While we determined that delivery at 36 weeks of gestation after administration of betamethasone was the optimal management strategy, a way to consider the tradeoffs of different components of the strategies is number needed to treat (NNT). For example, an NNT of steroids vs. no steroids at 36 weeks of gestation on the risk of RDS would suggest we would need to treat 107 women to prevent one case of RDS in this setting. In comparison, when considering delivery at 36 weeks of gestation vs. waiting another week to 37 weeks, one would need to deliver 38 women at 36 weeks to prevent one transfusion, 177 women to prevent one hysterectomy, and 12,500 women to prevent one maternal death.

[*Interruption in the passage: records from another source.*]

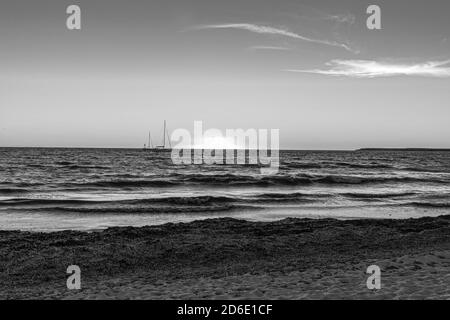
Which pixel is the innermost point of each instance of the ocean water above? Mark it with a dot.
(89, 189)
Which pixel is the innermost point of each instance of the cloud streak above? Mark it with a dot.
(373, 69)
(268, 48)
(275, 31)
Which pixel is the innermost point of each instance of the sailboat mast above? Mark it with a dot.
(164, 134)
(149, 140)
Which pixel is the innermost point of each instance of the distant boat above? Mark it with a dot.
(159, 148)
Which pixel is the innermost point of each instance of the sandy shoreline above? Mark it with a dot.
(233, 259)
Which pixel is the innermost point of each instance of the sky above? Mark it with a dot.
(311, 69)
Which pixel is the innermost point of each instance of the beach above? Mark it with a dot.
(233, 259)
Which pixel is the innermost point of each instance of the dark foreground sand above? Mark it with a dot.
(233, 259)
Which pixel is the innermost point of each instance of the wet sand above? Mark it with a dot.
(233, 259)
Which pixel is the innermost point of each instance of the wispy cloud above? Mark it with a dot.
(268, 48)
(372, 69)
(275, 31)
(341, 18)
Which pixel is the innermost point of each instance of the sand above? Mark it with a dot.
(233, 259)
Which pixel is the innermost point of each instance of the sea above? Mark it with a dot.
(54, 189)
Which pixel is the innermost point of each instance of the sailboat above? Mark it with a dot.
(159, 148)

Our study has limitations. As with any decision analysis, our model simplifies the clinical situation. We did, however, include many more factors than the typical obstetrician can easily quantify and combine mentally. Additionally, decision analytic techniques rely on accurate inputs for accurate results. Because many of these complications are rare, some of our inputs were based on small sample sizes. With such inputs, one of the strengths of decision analysis is to utilize sensitivity analysis, varying such inputs over wide ranges. Thus, our results were confirmed by univariate and multivariate sensitivity analyses. Of note, while the multivariate Monte Carlo simulation had a greater than 98% certainty that delivery prior to 38 weeks was optimal, it had only approximately 80% certainty that delivery prior to 37 weeks was optimal. Lastly, we used QALYs derived from the literature, typically from large studies, so although they represent typical patients’ values, they may not coincide with an individual’s preferences.

Decision analysis has allowed us to answer a clinical question that has been difficult to address via other research methods, and provides some confirmation of what many clinicians currently practice. For those clinicians who do not use antenatal corticosteroids beyond 34 weeks of gestation, outright delivery at 36 weeks appears the best delivery plan. Given our findings, however, it appears that delivery at 36 weeks of gestation after a course of antenatal corticosteroids optimizes the combined maternal and neonatal outcomes for the typical placenta previa patient.

Synopsis.

Delivery at 36 weeks, 48 hours after steroid administration, for women with placenta previa optimizes maternal and neonatal outcomes.

Footnotes

Presented in oral abstract form at the Society for Maternal-Fetal Medicine, San Francisco, February 2007.